Light Following Autonomous Vehicle
The assignment was an open-ended prompt to build any device with a feedback loop; the result was a completely self-designed vehicle built to follow the brightest light source available. The platform being used for this project was the Texas Instruments MSP432 microcontroller development board, which can be programmed in the C programming language.
The first step was to determine how the robot would function. Three light dependent resistors at the front of the robot would provide an input to the microcontroller’s Analog-to-Digital Converter to determine the direction of the light source. The microcontroller then generates a PWM signal for each motor to turn the vehicle towards the light source. Quadrature encoders on both motors provided the input to a control algorithm implemented in code to ensure the vehicle determined the direction efficiently and then moved towards it in a straight line.
The next step was to select all the components the robot would require. The first consideration was what the power source would be, as it needed to be powerful enough to power the motors but also compact and mobile. Next, the specific integrated circuits that were needed to interface with the motors and encoders were selected. Finally, the materials and components for the body of the vehicle were selected.

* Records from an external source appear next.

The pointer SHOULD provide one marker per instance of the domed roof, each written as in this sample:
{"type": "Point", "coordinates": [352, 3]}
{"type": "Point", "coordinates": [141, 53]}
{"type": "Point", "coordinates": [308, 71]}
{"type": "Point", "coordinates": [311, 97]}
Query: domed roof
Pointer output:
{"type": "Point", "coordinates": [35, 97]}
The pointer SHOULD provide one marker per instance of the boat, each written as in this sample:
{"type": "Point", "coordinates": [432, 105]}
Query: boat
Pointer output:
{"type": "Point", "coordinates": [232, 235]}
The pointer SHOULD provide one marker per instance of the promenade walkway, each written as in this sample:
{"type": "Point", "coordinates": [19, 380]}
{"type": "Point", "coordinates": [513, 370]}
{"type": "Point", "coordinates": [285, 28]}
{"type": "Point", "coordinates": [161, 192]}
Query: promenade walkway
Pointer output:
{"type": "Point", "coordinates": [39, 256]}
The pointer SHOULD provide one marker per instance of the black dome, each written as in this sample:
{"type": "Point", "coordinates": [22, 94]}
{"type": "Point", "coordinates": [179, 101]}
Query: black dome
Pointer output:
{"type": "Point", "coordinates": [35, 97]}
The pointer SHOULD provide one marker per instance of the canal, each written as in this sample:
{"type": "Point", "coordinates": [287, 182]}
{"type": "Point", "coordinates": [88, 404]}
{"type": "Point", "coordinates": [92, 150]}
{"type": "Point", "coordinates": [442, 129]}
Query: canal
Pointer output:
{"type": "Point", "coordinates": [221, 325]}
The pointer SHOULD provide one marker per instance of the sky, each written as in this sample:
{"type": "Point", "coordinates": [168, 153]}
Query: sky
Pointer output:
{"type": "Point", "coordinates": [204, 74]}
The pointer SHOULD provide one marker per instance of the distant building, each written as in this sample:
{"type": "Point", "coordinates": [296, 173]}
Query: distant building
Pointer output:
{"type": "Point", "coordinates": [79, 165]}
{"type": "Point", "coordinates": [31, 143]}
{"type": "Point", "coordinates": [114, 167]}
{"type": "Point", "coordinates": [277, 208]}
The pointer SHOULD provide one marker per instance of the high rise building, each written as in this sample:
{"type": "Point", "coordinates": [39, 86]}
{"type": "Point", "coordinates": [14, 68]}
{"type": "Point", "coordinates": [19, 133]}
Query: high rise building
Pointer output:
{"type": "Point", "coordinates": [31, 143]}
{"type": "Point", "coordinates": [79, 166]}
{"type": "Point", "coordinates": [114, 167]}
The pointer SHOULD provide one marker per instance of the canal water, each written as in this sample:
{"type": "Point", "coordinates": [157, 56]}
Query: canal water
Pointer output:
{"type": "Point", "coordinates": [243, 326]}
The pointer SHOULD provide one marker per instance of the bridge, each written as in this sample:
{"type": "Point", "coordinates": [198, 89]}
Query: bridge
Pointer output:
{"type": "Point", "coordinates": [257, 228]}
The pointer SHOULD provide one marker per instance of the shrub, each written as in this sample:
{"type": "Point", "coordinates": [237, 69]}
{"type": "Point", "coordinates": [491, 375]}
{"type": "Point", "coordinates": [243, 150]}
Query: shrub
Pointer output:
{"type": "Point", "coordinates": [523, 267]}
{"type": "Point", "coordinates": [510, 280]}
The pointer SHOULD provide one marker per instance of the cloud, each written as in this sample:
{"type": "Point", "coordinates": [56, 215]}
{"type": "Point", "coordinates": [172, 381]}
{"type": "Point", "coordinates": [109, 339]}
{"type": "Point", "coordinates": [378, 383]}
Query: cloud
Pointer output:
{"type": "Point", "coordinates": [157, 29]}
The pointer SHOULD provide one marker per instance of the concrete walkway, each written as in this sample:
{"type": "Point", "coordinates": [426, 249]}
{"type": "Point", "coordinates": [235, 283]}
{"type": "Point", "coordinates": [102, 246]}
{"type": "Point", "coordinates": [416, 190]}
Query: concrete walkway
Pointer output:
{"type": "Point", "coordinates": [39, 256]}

A SolidWorks model was created as a first prototype to determine the placement of the parts of the robot as well as provide models that could be used to 3D print anything custom-made. I was assisted in this step by Kenny Adcox, a colleague from Georgia Tech Solar Racing. The electronics were assembled and tested on prototyping boards. Once the circuits were operating as desired, I started to design the layout of a custom circuit board that would reduce the amount of wiring required; making a very neat electronics package that could attach directly to the MSP432 development board.
I could now assemble the vehicle and start tuning the control algorithm in code to have the best results. The results of the light following and PID controller can be seen in the videos below.
The final iteration of the vehicle, though functional, had room for improvement. With more time and resources the following improvements can be made to the robot:
• Using motors with higher sensitivity to PWM signals
• More robust light sensors to allow for use in various lighting scenarios
• Improved control of direction, heading, and response time by implementing a better tuned control algorithm.